28.7.08

Change

C3 H4 A1 N1 G2 E1 - Double word score - 24 points


Change is something that we encounter everyday, as they say change is the only constant. But one thing that we fail to realize is that change is the easy part...following through with the change is more difficult than accepting change.

Many people, including myself, complain about change within our lives; not matter how minor or major the change is. We bitch and moan about what it is that we have to do, what we can no longer do, what needs to be eliminated, what new things we have to acquire, etc. Once we're done whining about what we need to change, then we get ready to fall into the steps of maintaining the change...at least that's what we are supposed to do.

Recently, I've gone through many changes in my life and I've accepted all of them but am having the damnedest (yes I said damnedest) time trying to actually change my habits and ways. Here are a few examples of some minor and major changes that I've gone through in recent months and the struggles I've encountered maintaining said changes:

CHANGE: New blog writing format.
PROBLEM: Remembering the new guidelines and formats that I have set for future blog entries and taking the time to prepare the necessary elements of the blog to keep it in line with the new format. Also, dedicating time towards the blog every night despite other changes in my life (see below) that might prevent me from doing it or that might delay the progress of the blog entries.

CHANGE: I had a baby girl in June.
PROBLEM: Keeping my paperwork together for her and her medical bills. I am usually not organized, despite my Virgo status, when it comes down to keeping bills in order and accessible. But now, it's kind of hard filing bankruptcy for a 2 month old's medical bills so I have to force myself to open the mail, read the mail, take care of whatever the mail tells me to do, and file the mail away in a place that is accessible or shredding the mail if necessary. Making sure that I get to work early enough so that I can have time in the afternoon to spend quality time with her, to make her doctor appointments, and schedule in cooking and cleaning so she can have a home that is child friendly and not bachelorette friendly.
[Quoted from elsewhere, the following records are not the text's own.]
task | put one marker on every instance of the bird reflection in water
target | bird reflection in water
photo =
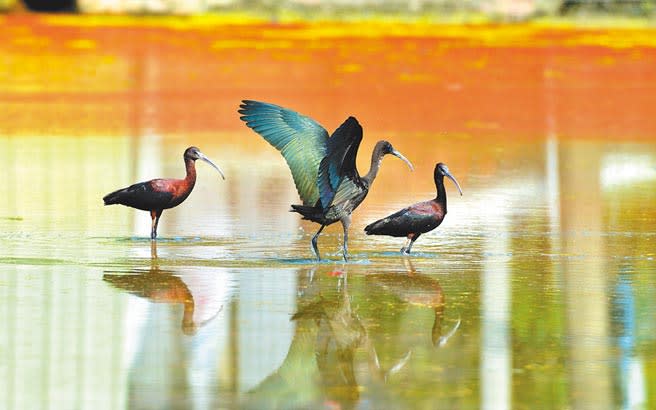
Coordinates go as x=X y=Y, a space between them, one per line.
x=340 y=333
x=161 y=286
x=333 y=359
x=419 y=290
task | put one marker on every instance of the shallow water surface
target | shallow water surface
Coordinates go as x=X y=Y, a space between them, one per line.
x=536 y=292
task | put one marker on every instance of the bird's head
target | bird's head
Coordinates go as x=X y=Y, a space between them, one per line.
x=386 y=147
x=441 y=171
x=193 y=153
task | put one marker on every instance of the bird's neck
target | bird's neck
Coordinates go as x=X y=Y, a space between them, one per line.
x=190 y=178
x=441 y=191
x=376 y=159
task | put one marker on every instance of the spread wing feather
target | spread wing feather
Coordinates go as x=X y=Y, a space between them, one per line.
x=300 y=140
x=339 y=163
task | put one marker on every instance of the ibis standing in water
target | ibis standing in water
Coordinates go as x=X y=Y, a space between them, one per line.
x=157 y=195
x=419 y=218
x=323 y=168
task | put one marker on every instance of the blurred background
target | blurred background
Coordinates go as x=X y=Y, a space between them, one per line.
x=502 y=10
x=536 y=292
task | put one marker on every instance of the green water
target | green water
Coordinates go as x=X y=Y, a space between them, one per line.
x=536 y=292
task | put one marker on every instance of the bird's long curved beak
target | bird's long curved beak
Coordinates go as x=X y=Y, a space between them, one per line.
x=404 y=159
x=204 y=158
x=452 y=178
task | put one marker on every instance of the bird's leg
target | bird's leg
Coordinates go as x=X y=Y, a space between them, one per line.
x=346 y=222
x=404 y=250
x=414 y=238
x=154 y=215
x=315 y=248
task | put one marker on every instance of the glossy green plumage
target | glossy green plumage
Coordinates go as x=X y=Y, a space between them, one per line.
x=300 y=140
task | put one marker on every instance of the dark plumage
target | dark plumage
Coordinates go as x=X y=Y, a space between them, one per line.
x=157 y=195
x=419 y=218
x=323 y=168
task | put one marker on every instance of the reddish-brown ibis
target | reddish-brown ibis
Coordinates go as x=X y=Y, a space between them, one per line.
x=419 y=218
x=159 y=194
x=323 y=168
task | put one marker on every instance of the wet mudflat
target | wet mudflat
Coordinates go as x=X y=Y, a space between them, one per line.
x=536 y=291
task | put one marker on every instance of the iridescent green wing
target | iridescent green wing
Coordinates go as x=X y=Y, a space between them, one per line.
x=300 y=140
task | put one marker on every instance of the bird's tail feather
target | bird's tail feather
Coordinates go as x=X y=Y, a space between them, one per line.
x=308 y=212
x=375 y=228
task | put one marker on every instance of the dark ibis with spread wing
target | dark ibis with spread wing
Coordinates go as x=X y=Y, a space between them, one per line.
x=159 y=194
x=419 y=218
x=323 y=168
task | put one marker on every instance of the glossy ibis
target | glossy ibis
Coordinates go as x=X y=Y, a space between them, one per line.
x=157 y=195
x=323 y=168
x=419 y=218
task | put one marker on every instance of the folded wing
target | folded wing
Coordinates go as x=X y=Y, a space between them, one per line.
x=338 y=175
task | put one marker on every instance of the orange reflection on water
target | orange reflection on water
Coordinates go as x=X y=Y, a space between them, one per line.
x=122 y=76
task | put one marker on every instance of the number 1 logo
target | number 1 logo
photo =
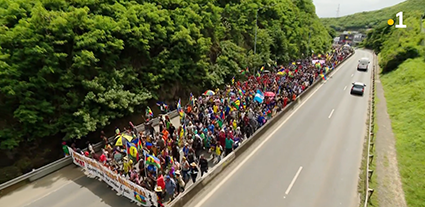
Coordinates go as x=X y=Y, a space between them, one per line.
x=400 y=20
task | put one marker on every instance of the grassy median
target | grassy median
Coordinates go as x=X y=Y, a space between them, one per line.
x=405 y=95
x=363 y=167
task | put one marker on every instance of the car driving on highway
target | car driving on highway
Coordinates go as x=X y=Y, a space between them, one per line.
x=357 y=88
x=363 y=64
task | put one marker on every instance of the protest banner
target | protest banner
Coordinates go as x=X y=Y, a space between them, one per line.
x=119 y=183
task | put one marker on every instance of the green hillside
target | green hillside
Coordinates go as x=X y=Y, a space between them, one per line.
x=402 y=60
x=370 y=19
x=71 y=67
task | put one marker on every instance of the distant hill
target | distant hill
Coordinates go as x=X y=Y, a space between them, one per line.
x=364 y=20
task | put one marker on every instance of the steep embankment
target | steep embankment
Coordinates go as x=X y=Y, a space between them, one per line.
x=365 y=20
x=402 y=61
x=69 y=68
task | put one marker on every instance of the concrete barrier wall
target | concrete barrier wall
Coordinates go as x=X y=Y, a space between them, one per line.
x=189 y=193
x=193 y=190
x=63 y=162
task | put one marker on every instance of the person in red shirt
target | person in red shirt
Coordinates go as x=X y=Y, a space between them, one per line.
x=102 y=158
x=160 y=181
x=285 y=101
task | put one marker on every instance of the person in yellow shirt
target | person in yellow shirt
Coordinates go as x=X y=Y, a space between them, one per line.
x=128 y=165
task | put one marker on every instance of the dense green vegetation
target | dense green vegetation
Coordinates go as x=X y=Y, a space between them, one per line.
x=402 y=60
x=70 y=67
x=364 y=20
x=396 y=45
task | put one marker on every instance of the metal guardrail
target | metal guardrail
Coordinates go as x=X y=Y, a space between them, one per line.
x=192 y=190
x=369 y=191
x=65 y=161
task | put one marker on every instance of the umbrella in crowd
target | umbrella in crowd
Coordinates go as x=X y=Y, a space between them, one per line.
x=209 y=93
x=269 y=94
x=120 y=137
x=168 y=157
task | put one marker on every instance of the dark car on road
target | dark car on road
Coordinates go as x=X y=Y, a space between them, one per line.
x=357 y=88
x=363 y=64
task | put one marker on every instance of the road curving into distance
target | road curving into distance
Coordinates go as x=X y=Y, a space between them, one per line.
x=311 y=158
x=320 y=145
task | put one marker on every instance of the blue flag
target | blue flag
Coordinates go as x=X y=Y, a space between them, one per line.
x=259 y=97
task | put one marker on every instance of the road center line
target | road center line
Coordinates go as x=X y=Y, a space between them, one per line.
x=293 y=180
x=54 y=190
x=238 y=166
x=330 y=115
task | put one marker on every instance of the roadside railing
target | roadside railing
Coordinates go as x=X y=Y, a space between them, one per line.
x=191 y=191
x=369 y=172
x=65 y=161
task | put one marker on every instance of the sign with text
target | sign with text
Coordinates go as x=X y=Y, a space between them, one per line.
x=119 y=183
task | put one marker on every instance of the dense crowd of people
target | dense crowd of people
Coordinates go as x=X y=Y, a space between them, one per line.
x=218 y=121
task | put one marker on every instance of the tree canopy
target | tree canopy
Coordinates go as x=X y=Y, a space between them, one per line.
x=70 y=67
x=396 y=45
x=365 y=20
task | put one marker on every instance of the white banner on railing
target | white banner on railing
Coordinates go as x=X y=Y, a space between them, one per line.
x=120 y=184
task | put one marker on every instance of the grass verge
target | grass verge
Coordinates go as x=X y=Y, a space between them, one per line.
x=404 y=92
x=363 y=166
x=373 y=183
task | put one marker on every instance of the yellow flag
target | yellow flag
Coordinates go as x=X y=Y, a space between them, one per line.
x=119 y=142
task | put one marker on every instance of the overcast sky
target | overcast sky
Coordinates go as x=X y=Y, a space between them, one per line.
x=328 y=8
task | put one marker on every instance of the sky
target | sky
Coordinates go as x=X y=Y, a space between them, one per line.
x=328 y=8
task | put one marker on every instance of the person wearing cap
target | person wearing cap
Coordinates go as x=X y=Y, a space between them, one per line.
x=158 y=191
x=203 y=163
x=194 y=171
x=170 y=187
x=65 y=149
x=180 y=183
x=185 y=169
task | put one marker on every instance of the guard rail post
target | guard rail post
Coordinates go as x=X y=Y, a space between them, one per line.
x=63 y=162
x=369 y=172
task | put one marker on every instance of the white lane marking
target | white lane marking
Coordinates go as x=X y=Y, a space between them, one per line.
x=330 y=115
x=293 y=180
x=228 y=176
x=60 y=187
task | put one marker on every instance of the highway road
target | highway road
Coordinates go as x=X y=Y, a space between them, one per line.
x=68 y=187
x=312 y=156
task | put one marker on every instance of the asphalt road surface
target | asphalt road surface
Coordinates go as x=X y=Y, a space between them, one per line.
x=68 y=187
x=310 y=159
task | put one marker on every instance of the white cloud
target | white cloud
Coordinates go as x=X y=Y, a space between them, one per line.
x=328 y=8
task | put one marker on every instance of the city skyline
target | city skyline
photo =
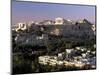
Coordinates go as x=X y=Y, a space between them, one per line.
x=33 y=11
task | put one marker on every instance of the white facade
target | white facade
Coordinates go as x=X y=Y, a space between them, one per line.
x=59 y=21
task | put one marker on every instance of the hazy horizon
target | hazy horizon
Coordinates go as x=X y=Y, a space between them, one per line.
x=34 y=11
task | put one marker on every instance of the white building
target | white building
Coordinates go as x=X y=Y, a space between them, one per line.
x=59 y=21
x=22 y=26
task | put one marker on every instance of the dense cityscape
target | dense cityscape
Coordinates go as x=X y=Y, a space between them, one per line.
x=52 y=46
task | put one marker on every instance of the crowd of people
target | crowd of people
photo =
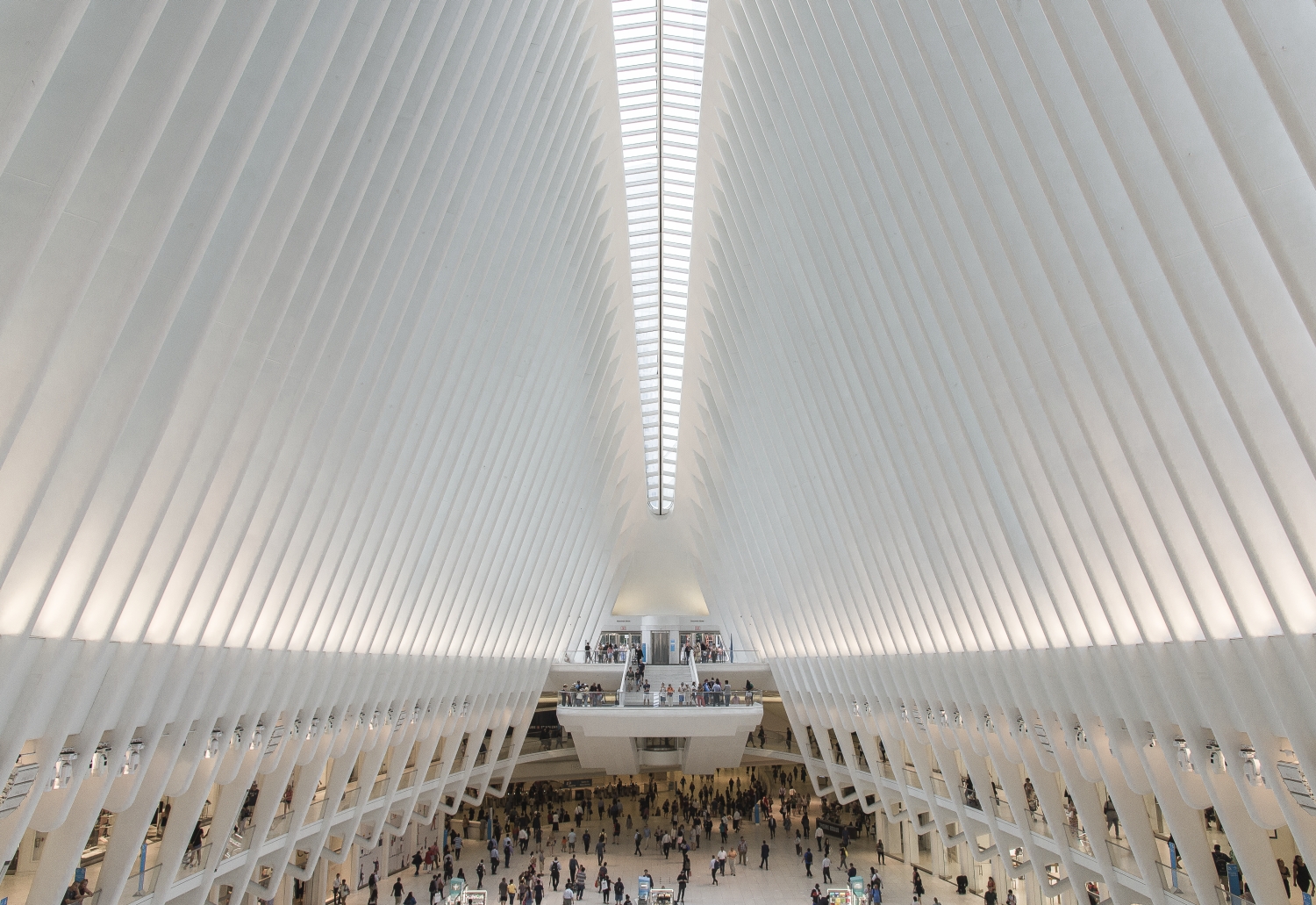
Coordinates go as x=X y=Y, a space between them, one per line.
x=545 y=841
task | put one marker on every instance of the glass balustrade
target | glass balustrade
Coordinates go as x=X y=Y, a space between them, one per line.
x=1177 y=883
x=1076 y=839
x=139 y=884
x=349 y=800
x=1123 y=858
x=316 y=810
x=281 y=826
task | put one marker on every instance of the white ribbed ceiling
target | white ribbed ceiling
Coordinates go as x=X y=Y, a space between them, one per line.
x=1007 y=336
x=336 y=384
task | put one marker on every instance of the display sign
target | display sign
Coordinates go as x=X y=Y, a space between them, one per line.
x=829 y=828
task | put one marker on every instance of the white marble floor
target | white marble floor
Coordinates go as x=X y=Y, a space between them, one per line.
x=784 y=883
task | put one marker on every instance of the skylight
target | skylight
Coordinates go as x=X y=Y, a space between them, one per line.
x=660 y=78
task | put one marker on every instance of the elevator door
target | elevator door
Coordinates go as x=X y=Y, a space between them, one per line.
x=658 y=649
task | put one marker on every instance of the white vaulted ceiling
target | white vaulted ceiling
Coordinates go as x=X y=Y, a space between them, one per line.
x=312 y=326
x=995 y=371
x=1008 y=327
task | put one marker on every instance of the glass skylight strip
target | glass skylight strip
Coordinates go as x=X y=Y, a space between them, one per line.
x=660 y=81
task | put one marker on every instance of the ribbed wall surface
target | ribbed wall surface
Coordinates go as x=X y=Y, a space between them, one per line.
x=321 y=403
x=1000 y=405
x=318 y=403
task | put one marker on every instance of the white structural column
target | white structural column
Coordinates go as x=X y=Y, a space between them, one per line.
x=318 y=413
x=1000 y=440
x=660 y=50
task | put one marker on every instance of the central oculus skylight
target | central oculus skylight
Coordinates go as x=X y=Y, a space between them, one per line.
x=660 y=78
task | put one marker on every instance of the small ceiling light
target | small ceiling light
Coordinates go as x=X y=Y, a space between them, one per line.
x=1184 y=757
x=1216 y=758
x=1252 y=767
x=100 y=759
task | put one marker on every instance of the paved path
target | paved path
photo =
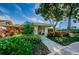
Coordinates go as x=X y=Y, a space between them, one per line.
x=50 y=44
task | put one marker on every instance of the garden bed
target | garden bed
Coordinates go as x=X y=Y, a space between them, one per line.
x=23 y=45
x=65 y=40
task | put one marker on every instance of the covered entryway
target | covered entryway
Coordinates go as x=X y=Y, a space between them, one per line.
x=41 y=29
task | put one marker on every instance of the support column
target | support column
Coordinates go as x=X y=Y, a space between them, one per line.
x=46 y=31
x=35 y=29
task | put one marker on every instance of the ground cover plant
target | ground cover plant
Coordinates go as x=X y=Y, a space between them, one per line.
x=22 y=45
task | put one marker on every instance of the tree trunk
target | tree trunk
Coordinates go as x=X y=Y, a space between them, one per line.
x=69 y=24
x=54 y=30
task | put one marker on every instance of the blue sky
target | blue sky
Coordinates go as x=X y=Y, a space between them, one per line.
x=21 y=12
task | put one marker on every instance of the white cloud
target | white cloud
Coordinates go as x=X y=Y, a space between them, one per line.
x=18 y=7
x=37 y=6
x=6 y=17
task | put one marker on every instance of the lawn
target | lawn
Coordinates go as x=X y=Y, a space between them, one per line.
x=22 y=45
x=65 y=40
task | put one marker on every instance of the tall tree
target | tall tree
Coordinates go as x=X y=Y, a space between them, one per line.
x=51 y=12
x=71 y=10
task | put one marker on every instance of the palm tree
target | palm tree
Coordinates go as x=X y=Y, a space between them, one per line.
x=70 y=11
x=51 y=12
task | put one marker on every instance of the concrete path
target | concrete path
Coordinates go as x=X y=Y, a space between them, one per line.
x=50 y=44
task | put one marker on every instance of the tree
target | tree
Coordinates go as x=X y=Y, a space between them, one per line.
x=51 y=12
x=70 y=11
x=27 y=28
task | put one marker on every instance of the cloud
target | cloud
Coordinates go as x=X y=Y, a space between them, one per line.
x=6 y=17
x=18 y=7
x=4 y=11
x=37 y=6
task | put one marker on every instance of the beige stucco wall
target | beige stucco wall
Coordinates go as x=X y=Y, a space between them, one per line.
x=42 y=29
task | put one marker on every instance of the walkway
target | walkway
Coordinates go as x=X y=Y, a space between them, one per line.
x=50 y=44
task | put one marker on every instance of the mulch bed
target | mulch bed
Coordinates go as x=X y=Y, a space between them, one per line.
x=41 y=50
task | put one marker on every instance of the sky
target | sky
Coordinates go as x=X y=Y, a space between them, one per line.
x=19 y=13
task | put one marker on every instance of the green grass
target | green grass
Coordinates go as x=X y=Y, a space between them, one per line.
x=19 y=44
x=65 y=40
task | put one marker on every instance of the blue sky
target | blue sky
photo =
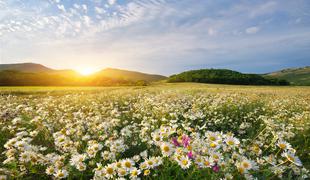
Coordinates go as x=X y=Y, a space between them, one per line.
x=157 y=36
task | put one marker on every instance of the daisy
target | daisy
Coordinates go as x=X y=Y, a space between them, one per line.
x=292 y=158
x=109 y=171
x=61 y=173
x=121 y=172
x=232 y=141
x=134 y=173
x=283 y=145
x=128 y=164
x=184 y=162
x=50 y=170
x=166 y=149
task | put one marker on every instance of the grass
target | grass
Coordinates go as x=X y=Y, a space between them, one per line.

CHANGE: Not letting someone else's problem affect me.
PROBLEM: Ignoring the stupidity and insanity of others. Understanding that their "problems" with me aren't my problems (to be explained in a later entry). Realizing that I can't please or be liked by everyone just like I am not going to like or be pleased by all that cross my path and ACCEPTING these facts.

CHANGE: Getting healthy.
PROBLEM: Saying no to double stacks with bacon when I've been at work all day and don't feel like cooking after spending two hours trying to get my little Leapfrog (my baby girl) to sleep. Committing three hours a week to Funkareobics with the two most insane but effective aerobic instructors in town after only four hours of sleep per night, eight hours in hell (aka my job), and an hour commute between home and the baby sitter's (aka Grannie's). Realizing that the three dollars I just spent for 2 apples will be worth it in the long run because it's going to save me thousands of dollars in clothing and medical bills for years to come.

Change cannot be accomplished unless one demonstrates proactiveness on their part. Without it, change is nothing but rhetorical bullshit spewed from the mouths of those trying to impress someone that they are talking about change with.

There is nothing wrong with talking about what you want to change. It's important to single out and explore things about oneself that they find faulty, unimportant, stifling, or damaging. Discussing it with others is also a good idea because they can help you figure out what needs to be done in order to accomplish those changes so that you can accomplish what you need or want to change. But once the talking is over the question is: are you ready to do the work...because that's the real change that needs to be made.